李娜闭着眼睛,捏着鼻梁,沉思了一阵之后,微微摇了摇头:
“如果我的专业水准没有出问题的话,这三天云栖寺里除了咱们两个特勤人员之外,只有香客和庙里的和尚。寺庙的门口和几个大殿周围倒是有几个安全部门的便衣,但他们肯定不是道格的同伙。”
陈飞宇用带着几分怀疑的目光看着李娜:
“你这专业水准有这么神吗?”
李娜恶狠狠地瞪了一眼陈飞宇,目光中好似夹着暴雨梨花针一般:
“你要知道,我当初是以反间谍专家的身份进入峰哥的队伍的。要论目视辨人的能力,全国都没几个能比上我。而且我们知道,他们虽然行事极端谨慎并且非常注意隐蔽。但在特勤的专业能力上,还是不如我们的,不然我们根本查不到现在这一步。”
陈飞宇揉搓着太阳穴,闭目沉思:
“那这些老和尚葫芦里到底卖的什么药啊?”
李娜目光深沉地看向陈飞宇,脸上的疑云又多了几分:
“你有没有觉得,这地方就像个茧房,就在对外界无差别地保守着什么秘密。”
陈飞宇猛地睁开眼睛,皱起了眉头:
“你一说还真是!但这茧里到底是个什么金蝉子,既不愿意和我们的对手为伍,也在避着我们?”
李娜合上电脑,站起了身来:
“看来咱们明天还得去一趟云栖寺,来个更深入地调查。”
陈飞宇把桌上的一叠身份证件拿在手中,摇晃着:
“但是咱们带来的三套身份信息都用过了呀!明天以什么身份去呀?”
李娜从中拿出了两本来:
“就以咱们第一天的身份去。”
陈飞宇大惑不解:
“那不是就很容易暴露吗?”
李娜却是胸有成竹:
“现在基本可以肯定,云栖寺里没有对方的人,那就谈不上暴露不暴露了。如果真如我们所料,这茧房里藏着个金蝉子,那寺庙里应该有人是在注视着香客们的一举一动的。
第一天你的状态最差,最容易引起他们的注意,咱们明天就去来一招抛砖引玉。看能不能有所收获。”
陈飞宇频频点头,之后又问了句:
“咦!你刚才说的更深入的调查是什么意思,先给我透露透露,我好有个准备。”
李娜脸上露出一丝妩媚的邪笑。
“现在不想说,免得你心情躁动。”
“这....哎,算了。我也惹不起你。”
第二天中午过后,两人才又化作小资情侣的扮相走进了云栖寺。在按照既定路线拜过了各路菩萨之后,他们也如其他香客一般,拿出自己带来的毛巾,走到一个僻静的亭子旁做起了清洁卫生。
“没有发现其他特勤人员,便衣倒是换了几个,应该注意不到我们。”李娜一边矫揉造作地擦拭着亭子的柱子,一边轻声说道。
陈飞宇谨慎地环顾四周,压着嗓音:
“和尚呢?你不是说可能有和尚盯着我们嘛?”
李娜沉吟了许久,借着让陈飞宇给她倒水的机会,说了句:
“我又没学过分辨和尚,一会我们试试就知道了。”
做过卫生以后,已经到了晚饭时间。按照惯例,香客们会在寺庙里吃一顿斋饭。但斋堂门口的大院都人满为患,就更别说吃斋饭了。李娜领着陈飞宇来到大殿里,但见一个老僧正坐在一旁,闭着双眼双手合十捧着念珠,口诵经文。

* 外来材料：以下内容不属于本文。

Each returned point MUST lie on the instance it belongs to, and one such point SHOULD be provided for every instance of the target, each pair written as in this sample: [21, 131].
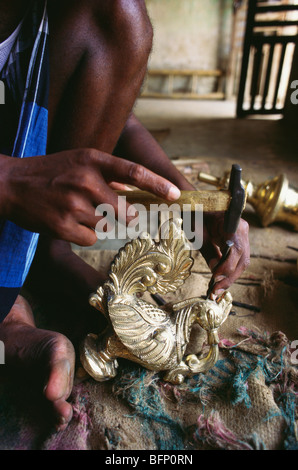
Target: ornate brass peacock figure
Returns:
[142, 332]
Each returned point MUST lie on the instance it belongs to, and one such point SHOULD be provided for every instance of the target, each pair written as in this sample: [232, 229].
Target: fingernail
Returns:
[174, 193]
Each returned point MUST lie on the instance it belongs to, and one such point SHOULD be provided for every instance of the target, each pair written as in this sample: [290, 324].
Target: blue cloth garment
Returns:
[23, 133]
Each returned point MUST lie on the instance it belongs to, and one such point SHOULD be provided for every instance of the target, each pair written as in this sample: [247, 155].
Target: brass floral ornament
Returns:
[155, 337]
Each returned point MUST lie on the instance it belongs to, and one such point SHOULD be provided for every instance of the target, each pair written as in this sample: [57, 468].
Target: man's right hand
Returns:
[57, 194]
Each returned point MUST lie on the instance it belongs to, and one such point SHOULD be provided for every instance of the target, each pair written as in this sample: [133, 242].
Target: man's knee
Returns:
[129, 28]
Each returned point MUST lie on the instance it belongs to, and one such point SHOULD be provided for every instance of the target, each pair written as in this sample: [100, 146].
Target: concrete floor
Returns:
[209, 131]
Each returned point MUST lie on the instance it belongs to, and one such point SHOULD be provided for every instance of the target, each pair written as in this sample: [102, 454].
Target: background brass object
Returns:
[273, 200]
[155, 337]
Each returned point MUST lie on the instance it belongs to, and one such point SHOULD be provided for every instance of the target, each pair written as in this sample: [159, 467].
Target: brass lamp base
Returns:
[273, 200]
[140, 331]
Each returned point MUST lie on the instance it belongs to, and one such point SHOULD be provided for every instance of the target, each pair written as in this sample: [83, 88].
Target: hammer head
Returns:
[233, 214]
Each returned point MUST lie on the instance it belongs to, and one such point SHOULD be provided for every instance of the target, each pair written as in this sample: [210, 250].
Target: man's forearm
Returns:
[138, 145]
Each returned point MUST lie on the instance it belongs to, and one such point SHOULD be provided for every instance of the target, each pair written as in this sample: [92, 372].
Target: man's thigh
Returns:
[98, 59]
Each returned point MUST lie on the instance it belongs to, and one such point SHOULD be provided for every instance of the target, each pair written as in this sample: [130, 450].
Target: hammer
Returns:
[232, 214]
[232, 201]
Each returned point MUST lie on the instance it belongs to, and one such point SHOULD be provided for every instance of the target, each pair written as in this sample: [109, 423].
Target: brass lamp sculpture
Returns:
[155, 337]
[273, 200]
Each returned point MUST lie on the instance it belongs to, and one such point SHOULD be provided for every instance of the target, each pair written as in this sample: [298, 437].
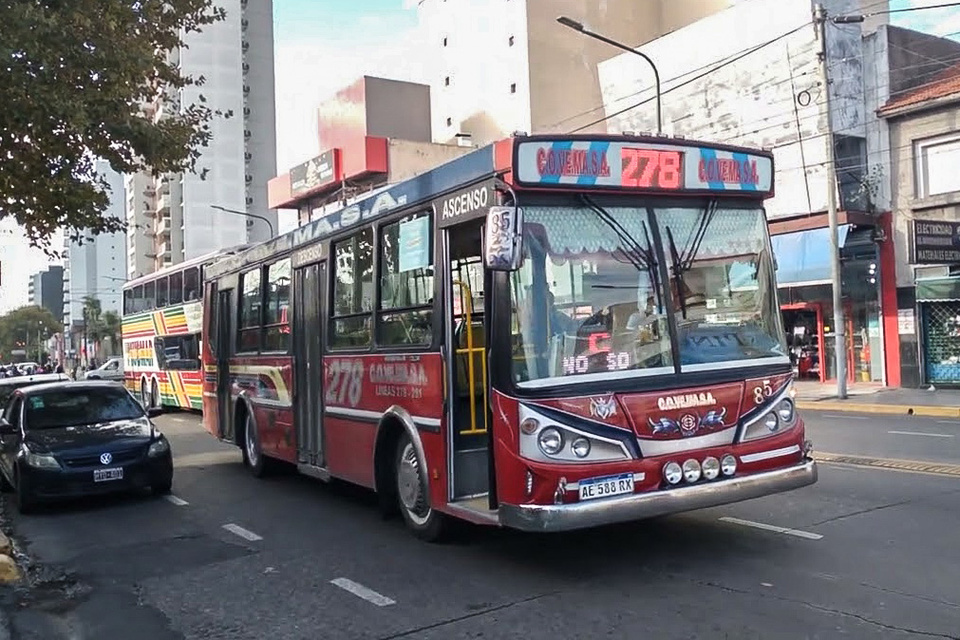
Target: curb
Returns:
[845, 406]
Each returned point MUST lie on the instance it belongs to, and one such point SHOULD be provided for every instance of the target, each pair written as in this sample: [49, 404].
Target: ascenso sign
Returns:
[650, 166]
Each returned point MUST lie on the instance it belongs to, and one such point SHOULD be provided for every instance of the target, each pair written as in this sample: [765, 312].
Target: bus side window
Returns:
[191, 285]
[162, 293]
[176, 288]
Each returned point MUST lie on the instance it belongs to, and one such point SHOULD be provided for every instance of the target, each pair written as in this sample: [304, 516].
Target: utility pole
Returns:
[820, 19]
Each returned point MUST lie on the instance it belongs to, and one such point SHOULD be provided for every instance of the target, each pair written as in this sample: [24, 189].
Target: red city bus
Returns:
[549, 333]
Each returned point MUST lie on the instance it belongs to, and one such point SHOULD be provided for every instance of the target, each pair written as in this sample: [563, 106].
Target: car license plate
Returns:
[103, 475]
[593, 488]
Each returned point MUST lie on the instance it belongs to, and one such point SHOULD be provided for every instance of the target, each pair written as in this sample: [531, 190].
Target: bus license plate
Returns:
[103, 475]
[593, 488]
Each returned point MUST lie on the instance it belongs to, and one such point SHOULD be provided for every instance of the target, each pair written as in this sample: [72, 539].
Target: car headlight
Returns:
[158, 448]
[40, 460]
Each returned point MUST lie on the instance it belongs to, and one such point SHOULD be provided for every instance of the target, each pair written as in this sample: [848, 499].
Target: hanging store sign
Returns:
[935, 242]
[318, 172]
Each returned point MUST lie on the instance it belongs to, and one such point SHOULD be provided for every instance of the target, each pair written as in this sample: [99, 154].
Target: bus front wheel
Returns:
[425, 522]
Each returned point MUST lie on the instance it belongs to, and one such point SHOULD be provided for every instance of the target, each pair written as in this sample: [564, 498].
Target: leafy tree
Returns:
[20, 329]
[77, 78]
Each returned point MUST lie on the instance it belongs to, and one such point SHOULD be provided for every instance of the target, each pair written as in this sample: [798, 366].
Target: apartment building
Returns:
[173, 217]
[507, 65]
[95, 266]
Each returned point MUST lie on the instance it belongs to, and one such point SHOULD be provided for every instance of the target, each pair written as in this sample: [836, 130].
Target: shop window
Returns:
[176, 288]
[178, 353]
[251, 300]
[406, 282]
[352, 291]
[276, 335]
[937, 162]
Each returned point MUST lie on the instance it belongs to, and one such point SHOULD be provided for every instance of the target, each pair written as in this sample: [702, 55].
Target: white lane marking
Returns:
[920, 433]
[361, 591]
[774, 528]
[243, 533]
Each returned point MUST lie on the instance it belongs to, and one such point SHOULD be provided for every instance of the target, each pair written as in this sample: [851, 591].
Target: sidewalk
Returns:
[870, 398]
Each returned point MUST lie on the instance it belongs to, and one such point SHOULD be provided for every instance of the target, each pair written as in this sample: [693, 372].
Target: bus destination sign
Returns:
[641, 165]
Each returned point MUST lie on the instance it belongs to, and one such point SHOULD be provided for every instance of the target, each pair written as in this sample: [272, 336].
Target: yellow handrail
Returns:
[466, 298]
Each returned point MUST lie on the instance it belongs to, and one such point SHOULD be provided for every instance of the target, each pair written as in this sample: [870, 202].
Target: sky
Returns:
[322, 46]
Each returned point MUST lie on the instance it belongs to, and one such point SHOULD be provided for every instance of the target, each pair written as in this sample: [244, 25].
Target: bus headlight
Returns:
[711, 468]
[672, 472]
[550, 441]
[543, 439]
[580, 447]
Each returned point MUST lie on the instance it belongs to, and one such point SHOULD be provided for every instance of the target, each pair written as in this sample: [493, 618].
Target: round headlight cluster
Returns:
[580, 447]
[691, 470]
[785, 410]
[711, 468]
[771, 421]
[550, 441]
[728, 465]
[672, 473]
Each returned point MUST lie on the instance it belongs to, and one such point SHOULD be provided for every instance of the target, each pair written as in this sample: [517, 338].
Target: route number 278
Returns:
[650, 168]
[344, 382]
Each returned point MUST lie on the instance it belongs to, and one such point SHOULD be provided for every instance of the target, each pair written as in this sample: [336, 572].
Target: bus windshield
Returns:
[591, 298]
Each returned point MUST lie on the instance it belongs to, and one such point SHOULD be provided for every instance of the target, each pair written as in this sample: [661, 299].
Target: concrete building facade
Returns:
[174, 214]
[45, 289]
[505, 66]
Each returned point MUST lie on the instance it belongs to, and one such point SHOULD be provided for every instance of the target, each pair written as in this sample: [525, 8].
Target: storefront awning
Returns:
[803, 257]
[938, 289]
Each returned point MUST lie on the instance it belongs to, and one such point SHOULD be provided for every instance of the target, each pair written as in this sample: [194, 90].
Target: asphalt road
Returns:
[885, 436]
[870, 554]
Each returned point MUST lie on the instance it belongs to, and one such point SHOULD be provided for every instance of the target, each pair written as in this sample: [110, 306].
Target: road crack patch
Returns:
[468, 616]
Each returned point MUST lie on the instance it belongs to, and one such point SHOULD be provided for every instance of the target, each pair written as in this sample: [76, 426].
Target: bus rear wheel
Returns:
[425, 522]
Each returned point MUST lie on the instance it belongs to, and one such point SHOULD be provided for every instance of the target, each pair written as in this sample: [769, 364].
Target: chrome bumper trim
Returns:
[583, 515]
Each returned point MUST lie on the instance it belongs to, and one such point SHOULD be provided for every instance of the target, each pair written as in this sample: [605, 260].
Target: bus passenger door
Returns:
[466, 347]
[308, 333]
[224, 332]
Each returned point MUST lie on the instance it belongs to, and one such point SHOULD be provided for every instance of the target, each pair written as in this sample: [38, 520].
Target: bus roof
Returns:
[447, 177]
[186, 264]
[486, 163]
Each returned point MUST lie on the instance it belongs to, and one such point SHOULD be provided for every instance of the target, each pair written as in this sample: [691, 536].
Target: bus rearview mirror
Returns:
[503, 246]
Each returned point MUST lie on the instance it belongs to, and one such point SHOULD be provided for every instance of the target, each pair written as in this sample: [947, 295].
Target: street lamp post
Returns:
[249, 215]
[578, 26]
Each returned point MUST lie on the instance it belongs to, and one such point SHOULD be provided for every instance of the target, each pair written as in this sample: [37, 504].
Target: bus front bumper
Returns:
[583, 515]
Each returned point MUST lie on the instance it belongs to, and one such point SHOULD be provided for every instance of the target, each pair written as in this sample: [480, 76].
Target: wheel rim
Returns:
[410, 485]
[250, 435]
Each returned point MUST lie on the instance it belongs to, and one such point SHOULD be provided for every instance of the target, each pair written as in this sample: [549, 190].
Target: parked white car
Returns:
[112, 369]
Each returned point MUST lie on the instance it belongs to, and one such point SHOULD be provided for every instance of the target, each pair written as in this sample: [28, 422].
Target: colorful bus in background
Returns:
[162, 317]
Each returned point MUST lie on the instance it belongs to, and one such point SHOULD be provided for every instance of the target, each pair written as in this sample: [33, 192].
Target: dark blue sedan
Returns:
[70, 439]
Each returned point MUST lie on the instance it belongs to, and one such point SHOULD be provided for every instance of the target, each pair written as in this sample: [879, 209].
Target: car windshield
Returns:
[590, 299]
[75, 407]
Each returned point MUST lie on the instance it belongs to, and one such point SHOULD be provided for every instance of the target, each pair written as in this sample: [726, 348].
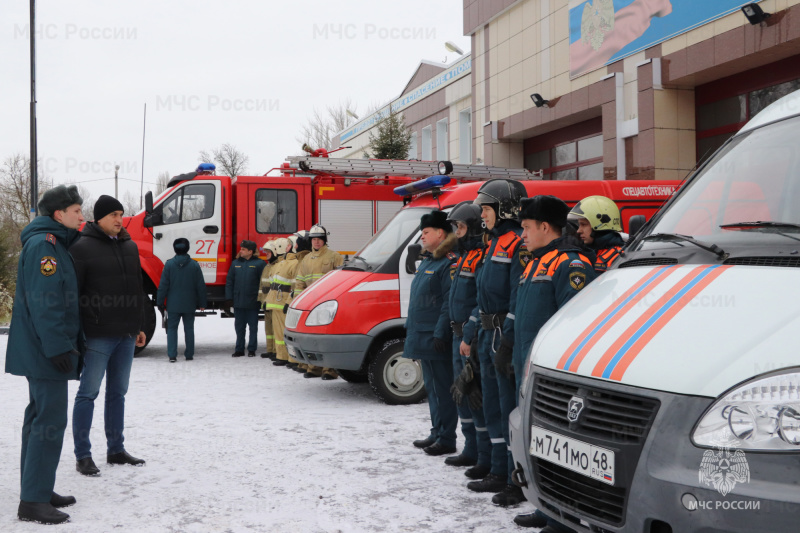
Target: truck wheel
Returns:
[396, 380]
[353, 376]
[149, 324]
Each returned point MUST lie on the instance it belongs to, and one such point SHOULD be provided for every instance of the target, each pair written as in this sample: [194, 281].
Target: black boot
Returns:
[41, 512]
[534, 519]
[58, 501]
[491, 483]
[510, 496]
[123, 458]
[460, 460]
[477, 472]
[87, 467]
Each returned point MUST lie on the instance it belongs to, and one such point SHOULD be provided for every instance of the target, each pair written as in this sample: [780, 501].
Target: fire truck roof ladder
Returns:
[397, 167]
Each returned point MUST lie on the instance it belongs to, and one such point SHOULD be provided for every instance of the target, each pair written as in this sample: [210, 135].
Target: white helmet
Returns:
[281, 245]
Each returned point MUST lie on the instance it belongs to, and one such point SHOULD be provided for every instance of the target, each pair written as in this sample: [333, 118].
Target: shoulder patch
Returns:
[48, 265]
[577, 280]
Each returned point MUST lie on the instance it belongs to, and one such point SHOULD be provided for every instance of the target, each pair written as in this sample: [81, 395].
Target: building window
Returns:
[427, 147]
[441, 140]
[579, 159]
[465, 136]
[276, 211]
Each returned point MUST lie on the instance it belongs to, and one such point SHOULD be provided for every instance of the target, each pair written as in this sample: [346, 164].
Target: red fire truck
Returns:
[353, 319]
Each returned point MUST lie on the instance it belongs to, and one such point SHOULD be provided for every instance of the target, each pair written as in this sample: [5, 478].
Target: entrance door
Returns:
[193, 211]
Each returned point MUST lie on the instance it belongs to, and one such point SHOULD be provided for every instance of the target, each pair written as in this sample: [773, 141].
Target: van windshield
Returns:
[386, 242]
[749, 194]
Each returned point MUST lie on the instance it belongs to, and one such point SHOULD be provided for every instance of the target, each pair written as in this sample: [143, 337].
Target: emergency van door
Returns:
[192, 211]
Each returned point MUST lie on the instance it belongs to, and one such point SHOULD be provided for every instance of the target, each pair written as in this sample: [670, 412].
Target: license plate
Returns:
[587, 459]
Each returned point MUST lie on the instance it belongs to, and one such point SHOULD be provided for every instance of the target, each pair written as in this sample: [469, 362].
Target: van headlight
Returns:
[762, 414]
[323, 314]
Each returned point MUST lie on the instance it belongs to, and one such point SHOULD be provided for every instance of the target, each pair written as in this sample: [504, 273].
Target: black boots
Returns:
[42, 512]
[123, 458]
[87, 467]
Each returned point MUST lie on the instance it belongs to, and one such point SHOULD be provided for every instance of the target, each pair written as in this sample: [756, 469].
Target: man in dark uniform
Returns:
[428, 334]
[598, 225]
[44, 345]
[466, 221]
[497, 289]
[559, 268]
[241, 293]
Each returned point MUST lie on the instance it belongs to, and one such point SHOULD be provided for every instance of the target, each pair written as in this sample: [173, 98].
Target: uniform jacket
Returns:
[502, 266]
[428, 306]
[555, 274]
[463, 290]
[45, 321]
[608, 248]
[241, 285]
[110, 281]
[283, 274]
[314, 266]
[182, 287]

李娜点着碎步走上前去,行了一个佛家拜礼,捏着声音说道:
“师父,我和老公是从沪城过来的,专为求子。今天有些晚了,路途遥远,想在寺里的寮房借宿一晚,也好在佛主身边多沾些灵气。”
那老僧抬眼看了看李娜和陈飞宇,又闭上了眼睛,温和地说道:
“阿弥陀佛!小寺往来香客络绎不绝,寮房只有寥寥十数间,今天已经满单了,还请二位施主见谅。”
李娜脸上先是皱着眉头咬着嘴唇,点着小碎步来回走了两趟,做出一副焦急的模样。随后又一脸虔诚地双手合十:
“师父,那可不可以预约一间寮房呢?什么时候都行。”
老僧缓缓摇头,语气稍稍加重了些:
“女施主,这里是佛门重地,不是旅店餐馆。斋食寮房全看缘分,没有预约的说法。”
“你这老和尚真是的,都说出家人不打诳语,我明明看到后边的僧舍还有空房,为什么不让我们住!”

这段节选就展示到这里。